In a fund-raising email, with the subject-line "Fight For The Memes", Christian Romero of the EFF Membership Team wrote of memes:
"Support your right to have fun online."
"Dear Supporter of Digital Freedom,
One of the internet's great joys, for me at least, is seeing all the fun and creative ways that people use memes to express themselves. It can be a silly way to convey your feelings about a TV show, or even to critique the government. These fun images and videos are a great reminder about the freedom of expression and creativity the internet allows us to have.
But, for all the good the internet does, there are still those trying to bend its capabilities to take advantage of the users..."
I take issue. Does one have a right to have fun online? A "right?
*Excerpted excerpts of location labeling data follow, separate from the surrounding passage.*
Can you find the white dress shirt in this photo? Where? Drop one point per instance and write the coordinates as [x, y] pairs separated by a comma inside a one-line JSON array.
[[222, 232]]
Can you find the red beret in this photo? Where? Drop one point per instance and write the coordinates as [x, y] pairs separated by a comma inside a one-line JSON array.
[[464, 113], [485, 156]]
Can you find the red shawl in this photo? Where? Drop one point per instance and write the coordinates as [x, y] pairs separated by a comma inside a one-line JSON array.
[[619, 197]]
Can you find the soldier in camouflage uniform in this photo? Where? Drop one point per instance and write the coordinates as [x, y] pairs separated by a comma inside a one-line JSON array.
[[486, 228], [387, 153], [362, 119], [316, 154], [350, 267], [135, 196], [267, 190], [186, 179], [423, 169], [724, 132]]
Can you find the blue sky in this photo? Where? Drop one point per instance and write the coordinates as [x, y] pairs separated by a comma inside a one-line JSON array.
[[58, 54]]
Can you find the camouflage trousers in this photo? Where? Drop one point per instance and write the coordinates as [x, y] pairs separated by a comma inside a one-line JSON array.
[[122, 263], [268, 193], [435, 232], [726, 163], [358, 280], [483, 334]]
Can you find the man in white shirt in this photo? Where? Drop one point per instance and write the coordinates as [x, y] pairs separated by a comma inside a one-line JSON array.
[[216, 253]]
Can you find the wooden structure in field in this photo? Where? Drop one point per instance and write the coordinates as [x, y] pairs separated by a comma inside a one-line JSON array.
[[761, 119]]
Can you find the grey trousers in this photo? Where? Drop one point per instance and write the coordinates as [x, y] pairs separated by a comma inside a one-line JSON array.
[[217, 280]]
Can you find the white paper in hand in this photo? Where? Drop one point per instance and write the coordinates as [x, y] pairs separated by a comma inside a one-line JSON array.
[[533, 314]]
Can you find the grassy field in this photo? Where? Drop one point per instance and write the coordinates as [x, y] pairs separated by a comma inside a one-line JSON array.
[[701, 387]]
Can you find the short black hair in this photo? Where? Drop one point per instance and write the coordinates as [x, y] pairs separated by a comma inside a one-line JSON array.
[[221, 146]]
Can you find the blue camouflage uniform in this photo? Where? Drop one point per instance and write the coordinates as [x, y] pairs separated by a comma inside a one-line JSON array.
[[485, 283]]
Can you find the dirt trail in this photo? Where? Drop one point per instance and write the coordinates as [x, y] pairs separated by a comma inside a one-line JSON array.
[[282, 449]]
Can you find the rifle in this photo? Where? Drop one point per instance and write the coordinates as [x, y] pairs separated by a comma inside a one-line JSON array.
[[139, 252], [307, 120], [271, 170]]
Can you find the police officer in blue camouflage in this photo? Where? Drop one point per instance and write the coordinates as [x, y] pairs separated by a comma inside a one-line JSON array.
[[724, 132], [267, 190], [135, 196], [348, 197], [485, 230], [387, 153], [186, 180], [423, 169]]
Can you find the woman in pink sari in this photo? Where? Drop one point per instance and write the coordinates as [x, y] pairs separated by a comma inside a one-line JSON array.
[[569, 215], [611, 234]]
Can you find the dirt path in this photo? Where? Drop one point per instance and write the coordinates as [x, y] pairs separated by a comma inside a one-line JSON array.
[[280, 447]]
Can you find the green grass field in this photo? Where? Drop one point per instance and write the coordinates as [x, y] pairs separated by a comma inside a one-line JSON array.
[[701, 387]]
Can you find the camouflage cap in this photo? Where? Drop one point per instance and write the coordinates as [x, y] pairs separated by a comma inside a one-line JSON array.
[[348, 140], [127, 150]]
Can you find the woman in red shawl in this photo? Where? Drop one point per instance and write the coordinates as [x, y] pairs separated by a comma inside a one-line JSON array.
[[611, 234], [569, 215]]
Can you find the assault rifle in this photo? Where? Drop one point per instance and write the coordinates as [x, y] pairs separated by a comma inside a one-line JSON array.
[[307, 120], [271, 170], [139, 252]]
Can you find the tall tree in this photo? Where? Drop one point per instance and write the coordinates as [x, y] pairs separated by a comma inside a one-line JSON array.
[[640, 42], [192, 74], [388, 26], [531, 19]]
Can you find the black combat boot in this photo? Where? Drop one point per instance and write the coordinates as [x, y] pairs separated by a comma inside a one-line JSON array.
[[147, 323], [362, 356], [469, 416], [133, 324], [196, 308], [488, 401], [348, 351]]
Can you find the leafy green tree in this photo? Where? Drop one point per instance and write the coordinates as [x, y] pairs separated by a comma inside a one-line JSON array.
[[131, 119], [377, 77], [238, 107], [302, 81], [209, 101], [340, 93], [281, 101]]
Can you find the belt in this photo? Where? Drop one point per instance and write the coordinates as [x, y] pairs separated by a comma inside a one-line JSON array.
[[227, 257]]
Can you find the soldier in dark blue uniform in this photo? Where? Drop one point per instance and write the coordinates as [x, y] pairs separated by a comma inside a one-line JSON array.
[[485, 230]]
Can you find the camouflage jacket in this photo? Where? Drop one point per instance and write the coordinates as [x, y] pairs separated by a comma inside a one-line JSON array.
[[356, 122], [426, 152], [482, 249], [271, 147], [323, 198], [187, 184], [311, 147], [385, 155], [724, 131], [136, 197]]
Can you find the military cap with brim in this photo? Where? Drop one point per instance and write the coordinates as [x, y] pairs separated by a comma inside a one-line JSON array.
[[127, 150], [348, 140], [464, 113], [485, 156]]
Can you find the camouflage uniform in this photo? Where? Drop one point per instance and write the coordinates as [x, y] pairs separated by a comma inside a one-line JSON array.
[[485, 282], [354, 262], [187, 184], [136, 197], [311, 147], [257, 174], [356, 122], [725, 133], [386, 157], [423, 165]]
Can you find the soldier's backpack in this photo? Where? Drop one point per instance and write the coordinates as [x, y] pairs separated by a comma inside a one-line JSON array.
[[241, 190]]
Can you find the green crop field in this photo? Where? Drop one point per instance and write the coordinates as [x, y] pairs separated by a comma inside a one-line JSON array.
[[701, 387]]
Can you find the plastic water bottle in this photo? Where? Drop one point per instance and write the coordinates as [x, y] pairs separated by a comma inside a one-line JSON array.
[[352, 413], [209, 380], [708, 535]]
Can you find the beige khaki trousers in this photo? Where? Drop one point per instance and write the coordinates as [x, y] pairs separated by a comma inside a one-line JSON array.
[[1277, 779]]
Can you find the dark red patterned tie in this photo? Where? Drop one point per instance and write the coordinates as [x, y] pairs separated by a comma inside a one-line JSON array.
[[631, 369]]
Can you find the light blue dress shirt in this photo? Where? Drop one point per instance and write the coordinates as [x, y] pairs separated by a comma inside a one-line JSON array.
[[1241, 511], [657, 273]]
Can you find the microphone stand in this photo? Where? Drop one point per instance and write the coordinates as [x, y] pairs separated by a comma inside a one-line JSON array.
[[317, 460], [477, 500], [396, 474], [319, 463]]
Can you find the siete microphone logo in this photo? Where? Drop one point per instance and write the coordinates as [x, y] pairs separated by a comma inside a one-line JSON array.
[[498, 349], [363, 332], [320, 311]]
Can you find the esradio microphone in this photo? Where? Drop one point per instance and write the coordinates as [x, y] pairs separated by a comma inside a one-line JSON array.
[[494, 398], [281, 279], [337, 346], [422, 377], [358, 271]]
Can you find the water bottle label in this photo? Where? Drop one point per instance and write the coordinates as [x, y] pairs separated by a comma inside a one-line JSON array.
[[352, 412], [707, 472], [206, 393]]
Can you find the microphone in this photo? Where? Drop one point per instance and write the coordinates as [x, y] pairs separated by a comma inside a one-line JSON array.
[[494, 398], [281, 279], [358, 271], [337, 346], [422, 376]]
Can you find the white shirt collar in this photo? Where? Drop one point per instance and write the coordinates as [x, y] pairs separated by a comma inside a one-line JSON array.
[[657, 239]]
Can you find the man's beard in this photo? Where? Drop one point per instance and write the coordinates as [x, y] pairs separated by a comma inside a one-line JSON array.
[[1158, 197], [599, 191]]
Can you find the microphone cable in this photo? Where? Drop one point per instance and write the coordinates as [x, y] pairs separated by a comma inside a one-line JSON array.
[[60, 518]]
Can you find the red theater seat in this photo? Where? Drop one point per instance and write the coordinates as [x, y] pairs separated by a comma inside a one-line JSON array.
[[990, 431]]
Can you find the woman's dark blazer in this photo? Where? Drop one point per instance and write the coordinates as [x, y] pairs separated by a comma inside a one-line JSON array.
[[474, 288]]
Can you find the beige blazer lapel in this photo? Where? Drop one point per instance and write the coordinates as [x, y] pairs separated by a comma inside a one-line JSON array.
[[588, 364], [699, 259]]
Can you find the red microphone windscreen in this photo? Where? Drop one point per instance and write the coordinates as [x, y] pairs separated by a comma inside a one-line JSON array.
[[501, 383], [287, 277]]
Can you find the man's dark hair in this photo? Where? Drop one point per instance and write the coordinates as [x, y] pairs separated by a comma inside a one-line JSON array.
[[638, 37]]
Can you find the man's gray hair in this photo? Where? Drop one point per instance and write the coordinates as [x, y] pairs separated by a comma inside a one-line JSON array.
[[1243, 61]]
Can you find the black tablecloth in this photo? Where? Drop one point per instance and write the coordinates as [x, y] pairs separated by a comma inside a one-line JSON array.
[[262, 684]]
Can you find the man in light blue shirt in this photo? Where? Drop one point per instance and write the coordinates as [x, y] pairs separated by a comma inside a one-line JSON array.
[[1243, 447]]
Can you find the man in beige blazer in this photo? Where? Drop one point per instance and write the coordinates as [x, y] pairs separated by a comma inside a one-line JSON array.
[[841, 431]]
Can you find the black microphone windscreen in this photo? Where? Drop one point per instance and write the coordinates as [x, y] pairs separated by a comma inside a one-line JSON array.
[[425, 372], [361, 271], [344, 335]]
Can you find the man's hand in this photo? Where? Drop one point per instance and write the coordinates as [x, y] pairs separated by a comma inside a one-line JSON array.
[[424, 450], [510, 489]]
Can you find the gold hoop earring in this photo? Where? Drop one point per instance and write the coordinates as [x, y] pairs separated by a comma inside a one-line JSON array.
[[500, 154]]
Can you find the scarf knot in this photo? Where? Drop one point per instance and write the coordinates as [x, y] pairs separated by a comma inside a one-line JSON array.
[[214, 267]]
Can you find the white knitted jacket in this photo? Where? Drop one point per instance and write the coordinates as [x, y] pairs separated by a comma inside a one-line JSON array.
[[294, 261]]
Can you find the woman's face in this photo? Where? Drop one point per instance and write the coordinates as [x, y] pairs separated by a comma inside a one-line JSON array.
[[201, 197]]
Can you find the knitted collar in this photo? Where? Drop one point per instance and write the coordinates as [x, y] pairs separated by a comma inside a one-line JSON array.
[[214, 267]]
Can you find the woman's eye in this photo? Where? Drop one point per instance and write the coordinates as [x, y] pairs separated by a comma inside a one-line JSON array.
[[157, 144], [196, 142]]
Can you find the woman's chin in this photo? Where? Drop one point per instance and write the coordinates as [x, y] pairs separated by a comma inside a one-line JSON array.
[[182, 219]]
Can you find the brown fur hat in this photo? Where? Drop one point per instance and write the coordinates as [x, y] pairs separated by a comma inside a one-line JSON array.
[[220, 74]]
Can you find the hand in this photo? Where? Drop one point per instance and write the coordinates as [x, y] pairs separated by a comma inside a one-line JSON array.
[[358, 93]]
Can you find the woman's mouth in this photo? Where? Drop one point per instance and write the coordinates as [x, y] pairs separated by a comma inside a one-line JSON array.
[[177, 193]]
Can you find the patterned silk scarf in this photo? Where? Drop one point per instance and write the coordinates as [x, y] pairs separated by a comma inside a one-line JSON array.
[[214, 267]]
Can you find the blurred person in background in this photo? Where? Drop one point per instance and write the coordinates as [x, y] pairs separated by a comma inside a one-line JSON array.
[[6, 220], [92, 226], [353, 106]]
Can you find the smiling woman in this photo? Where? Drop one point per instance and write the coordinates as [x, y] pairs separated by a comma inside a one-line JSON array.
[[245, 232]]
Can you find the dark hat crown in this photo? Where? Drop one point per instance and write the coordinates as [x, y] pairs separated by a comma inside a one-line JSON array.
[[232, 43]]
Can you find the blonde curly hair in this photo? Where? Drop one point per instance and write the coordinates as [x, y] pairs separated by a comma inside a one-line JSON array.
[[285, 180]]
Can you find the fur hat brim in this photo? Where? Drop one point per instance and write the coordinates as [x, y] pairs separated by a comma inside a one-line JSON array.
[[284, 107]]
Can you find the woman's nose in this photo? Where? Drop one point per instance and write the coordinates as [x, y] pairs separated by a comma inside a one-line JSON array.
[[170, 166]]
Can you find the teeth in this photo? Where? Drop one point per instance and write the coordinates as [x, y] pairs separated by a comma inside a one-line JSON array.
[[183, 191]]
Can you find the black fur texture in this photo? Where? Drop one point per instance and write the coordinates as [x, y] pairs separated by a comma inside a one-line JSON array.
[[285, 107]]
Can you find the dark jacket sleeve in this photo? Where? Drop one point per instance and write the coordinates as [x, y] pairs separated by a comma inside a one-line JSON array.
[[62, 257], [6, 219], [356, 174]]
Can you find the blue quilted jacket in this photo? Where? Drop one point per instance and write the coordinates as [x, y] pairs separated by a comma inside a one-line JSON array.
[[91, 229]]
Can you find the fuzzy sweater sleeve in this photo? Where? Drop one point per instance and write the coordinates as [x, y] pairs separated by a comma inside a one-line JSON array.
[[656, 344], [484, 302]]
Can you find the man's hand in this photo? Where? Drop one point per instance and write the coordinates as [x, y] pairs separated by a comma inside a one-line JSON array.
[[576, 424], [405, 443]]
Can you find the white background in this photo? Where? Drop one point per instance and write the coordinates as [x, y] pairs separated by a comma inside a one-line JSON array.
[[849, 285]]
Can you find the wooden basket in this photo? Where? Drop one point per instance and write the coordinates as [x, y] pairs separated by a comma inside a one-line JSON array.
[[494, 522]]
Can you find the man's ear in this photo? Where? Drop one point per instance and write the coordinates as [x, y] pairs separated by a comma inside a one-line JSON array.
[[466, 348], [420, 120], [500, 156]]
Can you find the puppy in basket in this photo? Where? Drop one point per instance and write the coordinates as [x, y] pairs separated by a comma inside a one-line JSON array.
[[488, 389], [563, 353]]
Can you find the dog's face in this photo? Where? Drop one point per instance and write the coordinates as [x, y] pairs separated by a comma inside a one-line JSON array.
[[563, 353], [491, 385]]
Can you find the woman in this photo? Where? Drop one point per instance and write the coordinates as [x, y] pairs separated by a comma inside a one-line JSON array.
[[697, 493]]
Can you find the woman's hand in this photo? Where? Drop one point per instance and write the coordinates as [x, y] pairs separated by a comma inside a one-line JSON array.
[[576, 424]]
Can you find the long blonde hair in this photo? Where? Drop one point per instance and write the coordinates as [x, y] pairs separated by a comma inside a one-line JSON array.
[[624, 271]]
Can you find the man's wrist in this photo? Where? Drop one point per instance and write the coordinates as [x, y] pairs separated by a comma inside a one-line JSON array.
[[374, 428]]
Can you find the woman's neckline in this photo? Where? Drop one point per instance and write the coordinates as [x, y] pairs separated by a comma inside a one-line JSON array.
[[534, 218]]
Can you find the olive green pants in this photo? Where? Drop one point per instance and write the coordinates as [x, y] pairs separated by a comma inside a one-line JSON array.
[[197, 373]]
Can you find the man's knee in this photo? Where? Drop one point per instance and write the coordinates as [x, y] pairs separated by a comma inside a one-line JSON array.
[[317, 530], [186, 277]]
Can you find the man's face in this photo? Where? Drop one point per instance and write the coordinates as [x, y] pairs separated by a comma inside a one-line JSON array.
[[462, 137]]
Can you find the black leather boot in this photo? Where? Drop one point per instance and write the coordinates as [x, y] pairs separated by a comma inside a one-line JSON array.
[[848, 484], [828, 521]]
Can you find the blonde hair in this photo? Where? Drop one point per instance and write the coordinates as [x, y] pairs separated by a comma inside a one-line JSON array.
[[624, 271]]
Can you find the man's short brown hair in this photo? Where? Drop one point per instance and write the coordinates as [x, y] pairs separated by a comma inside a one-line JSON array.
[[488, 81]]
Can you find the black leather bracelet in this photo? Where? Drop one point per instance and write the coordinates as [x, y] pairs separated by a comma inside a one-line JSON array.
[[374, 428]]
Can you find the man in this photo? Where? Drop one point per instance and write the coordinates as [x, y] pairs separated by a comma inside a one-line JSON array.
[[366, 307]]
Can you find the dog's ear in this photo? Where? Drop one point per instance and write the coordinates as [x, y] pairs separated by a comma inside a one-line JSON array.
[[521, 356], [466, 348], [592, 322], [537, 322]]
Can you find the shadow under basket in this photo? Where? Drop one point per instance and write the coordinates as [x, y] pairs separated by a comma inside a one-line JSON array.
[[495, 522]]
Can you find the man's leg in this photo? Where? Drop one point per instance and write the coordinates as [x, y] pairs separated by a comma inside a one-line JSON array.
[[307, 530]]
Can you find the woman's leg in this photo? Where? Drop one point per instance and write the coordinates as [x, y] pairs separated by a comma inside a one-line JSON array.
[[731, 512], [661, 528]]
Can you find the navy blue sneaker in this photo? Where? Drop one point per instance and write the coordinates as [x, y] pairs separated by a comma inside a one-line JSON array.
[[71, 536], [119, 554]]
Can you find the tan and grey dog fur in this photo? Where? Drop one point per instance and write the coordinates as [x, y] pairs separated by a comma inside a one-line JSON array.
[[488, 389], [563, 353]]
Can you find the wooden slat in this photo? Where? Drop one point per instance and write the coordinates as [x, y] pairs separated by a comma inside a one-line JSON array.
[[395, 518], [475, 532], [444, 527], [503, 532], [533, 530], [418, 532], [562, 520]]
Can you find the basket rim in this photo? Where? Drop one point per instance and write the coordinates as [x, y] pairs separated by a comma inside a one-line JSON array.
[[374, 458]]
Strictly speaking, probably one does not have such a right, any more than one has a right to party, unless --like adverse possession-- it can be established by multiple years of continual use which is never legally challenged.
Memes are not enumerated in the Constitution. One does not even have the right to "happiness" or great joy, but only "the pursuit of happiness".
They cite an example of a meme, and interestingly, that meme was challenged by a songwriter and artist best known as Prince. That case took eleven years, and ended in a settlement. It may not have legally established that anyone has the right to use copyrighted music in their short, visual creation for sharing.
For anyone puzzled by the link I applied to "great joy", my earworm of the day is Marianne Faithful's line "danger is great joy" from her Witches' Song from the album Broken English.
My title, "What's In A Meme?" is inspired by a much-misunderstood, balcony scene soliloquy by Juliet in the Shakespearean play "Romeo and Juliet". I would call it a soliloquy rather than a monologue because she believes herself to be alone, and does not know that Romeo is eavesdropping. She says, "What's in a NAME?" and goes on to say that "a rose by any other name would smell as sweet". By the way, "wherefore" meant --and still means-- closer to "why", but certainly not "where".